Querying tree structure in db

Kiyote

Brief background:

We store the client location structure in an organization table. (I'm going to strip it of its technical nicities in order to be brief.)

LocationId

Name

ParentLocationId

Now, this is all basically a nice tree structure, but this is, of course, incredibly hard to query against to find the list of locations at and below a given point in the tree.

Our current solution was to add a LocationKey field, which is a string composed of a separated list of Ids of every location above you.

For example:

Location A, Location B, Location C, each are children in order from left to right.

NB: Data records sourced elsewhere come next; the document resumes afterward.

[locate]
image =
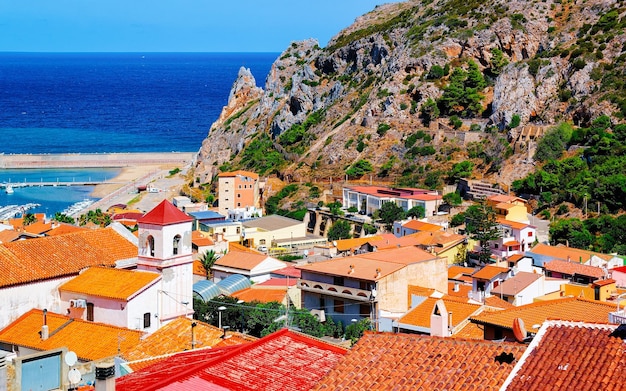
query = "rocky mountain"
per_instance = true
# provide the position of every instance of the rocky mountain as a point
(416, 91)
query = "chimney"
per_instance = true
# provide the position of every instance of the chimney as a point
(105, 377)
(439, 320)
(3, 372)
(44, 329)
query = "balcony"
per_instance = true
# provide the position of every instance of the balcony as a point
(617, 317)
(336, 291)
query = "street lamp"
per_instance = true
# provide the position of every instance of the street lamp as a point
(220, 309)
(241, 310)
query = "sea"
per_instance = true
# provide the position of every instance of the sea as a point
(108, 102)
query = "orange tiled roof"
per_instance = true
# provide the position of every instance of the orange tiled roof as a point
(89, 340)
(564, 253)
(571, 308)
(454, 272)
(388, 361)
(163, 214)
(110, 283)
(38, 259)
(349, 244)
(420, 315)
(38, 227)
(470, 331)
(174, 337)
(262, 295)
(242, 260)
(570, 356)
(198, 268)
(370, 266)
(200, 240)
(572, 268)
(489, 271)
(422, 226)
(513, 224)
(463, 289)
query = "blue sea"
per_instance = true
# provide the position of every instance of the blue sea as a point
(109, 102)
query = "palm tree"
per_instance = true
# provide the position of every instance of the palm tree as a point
(208, 259)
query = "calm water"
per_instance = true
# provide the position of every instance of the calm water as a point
(109, 102)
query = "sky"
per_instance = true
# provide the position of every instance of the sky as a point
(171, 25)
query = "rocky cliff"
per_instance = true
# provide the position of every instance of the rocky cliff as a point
(412, 88)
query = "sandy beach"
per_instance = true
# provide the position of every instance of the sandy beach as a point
(129, 178)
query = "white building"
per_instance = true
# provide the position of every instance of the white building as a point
(165, 248)
(368, 199)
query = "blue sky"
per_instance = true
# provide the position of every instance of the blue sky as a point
(172, 25)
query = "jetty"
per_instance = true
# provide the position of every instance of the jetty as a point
(94, 160)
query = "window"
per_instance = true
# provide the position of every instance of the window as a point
(90, 312)
(175, 244)
(150, 243)
(339, 306)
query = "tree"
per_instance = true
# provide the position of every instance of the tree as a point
(339, 230)
(389, 213)
(95, 216)
(29, 219)
(359, 169)
(63, 218)
(418, 212)
(453, 199)
(208, 260)
(481, 224)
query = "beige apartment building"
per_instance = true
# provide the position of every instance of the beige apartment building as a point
(237, 189)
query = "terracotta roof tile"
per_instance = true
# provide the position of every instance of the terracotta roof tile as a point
(386, 361)
(174, 337)
(238, 173)
(349, 244)
(110, 283)
(571, 308)
(420, 315)
(243, 260)
(262, 295)
(200, 240)
(89, 340)
(64, 228)
(489, 272)
(370, 266)
(512, 286)
(283, 360)
(422, 226)
(25, 261)
(462, 289)
(571, 355)
(565, 253)
(572, 268)
(163, 214)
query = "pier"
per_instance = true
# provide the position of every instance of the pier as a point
(16, 185)
(94, 160)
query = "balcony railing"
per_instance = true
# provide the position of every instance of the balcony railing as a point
(336, 290)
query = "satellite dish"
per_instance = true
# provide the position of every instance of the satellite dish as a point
(519, 331)
(70, 358)
(74, 376)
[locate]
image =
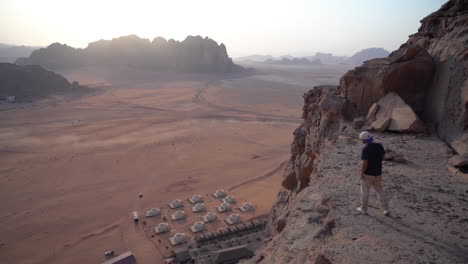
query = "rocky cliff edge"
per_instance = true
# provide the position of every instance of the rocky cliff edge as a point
(314, 219)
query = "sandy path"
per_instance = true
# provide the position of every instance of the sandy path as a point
(71, 169)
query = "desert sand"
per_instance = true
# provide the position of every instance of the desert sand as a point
(71, 168)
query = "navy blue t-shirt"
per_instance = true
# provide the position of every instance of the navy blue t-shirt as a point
(373, 153)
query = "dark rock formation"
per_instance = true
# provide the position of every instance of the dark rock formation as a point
(407, 72)
(391, 113)
(9, 53)
(294, 61)
(314, 219)
(367, 54)
(428, 72)
(32, 82)
(194, 54)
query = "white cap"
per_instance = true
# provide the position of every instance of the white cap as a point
(365, 135)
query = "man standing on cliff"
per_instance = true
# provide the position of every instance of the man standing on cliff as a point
(371, 172)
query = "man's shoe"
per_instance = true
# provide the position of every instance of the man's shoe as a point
(361, 210)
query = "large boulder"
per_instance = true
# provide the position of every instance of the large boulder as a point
(392, 113)
(407, 72)
(444, 35)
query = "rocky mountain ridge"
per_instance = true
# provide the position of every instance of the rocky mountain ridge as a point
(314, 218)
(194, 54)
(32, 82)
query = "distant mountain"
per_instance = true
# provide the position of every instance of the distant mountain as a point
(9, 53)
(32, 82)
(293, 61)
(367, 54)
(255, 58)
(327, 58)
(194, 54)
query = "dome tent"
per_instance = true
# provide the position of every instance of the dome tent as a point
(178, 215)
(153, 212)
(162, 228)
(178, 238)
(219, 194)
(197, 227)
(210, 217)
(224, 207)
(246, 207)
(198, 208)
(229, 199)
(196, 199)
(233, 219)
(176, 204)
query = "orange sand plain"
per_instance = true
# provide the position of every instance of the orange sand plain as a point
(71, 168)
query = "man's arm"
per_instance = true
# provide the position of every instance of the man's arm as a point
(364, 168)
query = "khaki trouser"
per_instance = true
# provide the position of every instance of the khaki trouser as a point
(376, 182)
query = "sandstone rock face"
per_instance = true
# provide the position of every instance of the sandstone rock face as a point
(322, 114)
(321, 221)
(367, 54)
(407, 73)
(391, 113)
(194, 54)
(428, 72)
(444, 35)
(314, 219)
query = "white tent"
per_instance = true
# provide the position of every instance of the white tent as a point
(176, 204)
(219, 194)
(246, 207)
(178, 215)
(162, 228)
(198, 208)
(224, 207)
(178, 238)
(229, 199)
(153, 212)
(197, 227)
(196, 199)
(210, 217)
(233, 219)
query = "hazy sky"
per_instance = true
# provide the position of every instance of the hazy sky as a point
(297, 27)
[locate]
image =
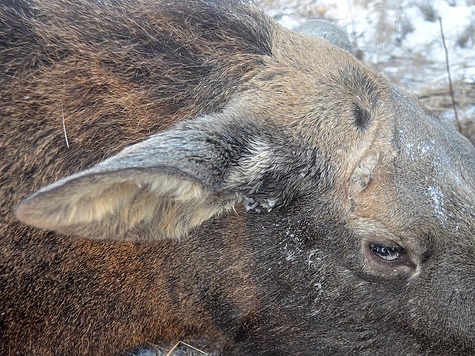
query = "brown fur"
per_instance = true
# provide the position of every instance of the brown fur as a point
(328, 157)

A is the parent of B is the parent of C.

So, the LocationKey for A is "A".

The LocationKey for B is "A.B"

The LocationKey for C is "A.B.C"

This way, if we want to find each and every location at and below a location, we simply do:

"SELECT * FROM LOCATION WHERE LOCATION_KEY LIKE '(some location's key)%'"

If you want to find every location *below* you (not at and below) you just add a "." to the like clause. '(some key).%'

So, is there a better way to do this? We have found it to be quite fast, but perhaps we're missing something obvious? We can't possibly be the only ones trying to store trees in a table, but there is remarkbly little information out on the 'net about the concept.

lpope187

If you are using SQL Server 2005 you can use CTEs (Common Table Expressions) to accomplish outputting hierarchies. I know Oracle has a similar method, but I don't remember the syntax. I'd search the documentation for recursive querying for the database your using - if it has a similar feature you should get close.

rdrunner

Hello...

I have some questions...

1. Which language are you developing in?

-> Is it .Net?

2. Is it resonable to keep the "Locations" all in a client as a lookup table?

-> If 2 times "Yes..."

Take a look at recursively navigating a relation you add to a Dataset. It makes querries like this on the CLIENT "quite easy". Look at the Datarow.getChildRows function there...

3. If you want to do this on a server... Which DB are you using(answer differs by a lot depending on DB)?

SQL Server 2000:

Write a SP to perform those querries.

1. Select the "root" node you need into a table variable. Add a "Level" integer to the row

2. while your last querry returned any rows and "@Level < 100" (optional parameter = MaxLevels)

set @Level = Level + 1 //Important... If you change this after the querry, your @@Rowcount will be reset to 1 and you get 100 itterations

SELECT * FROM LOCATION WHERE parentLocationID in (select id from @MyTmpTable where level = @Level -1)

SQL Server 2005:

Take a look at BOL at the CTE like already suggested. They are perfect for recursive querries...

Oracle:

Take a look at the "connect by" clause that is supported by oracle

Hope this helps...

P.s. If you need "real" Code for any example let me know... Currently I dont have any DB/Development Stuff on my box... fighting with Vista RC2... Damn... This feels so "naked" :D

SilverDirk

So wierd... I was just hopping on TDWTF forums to ask this very question.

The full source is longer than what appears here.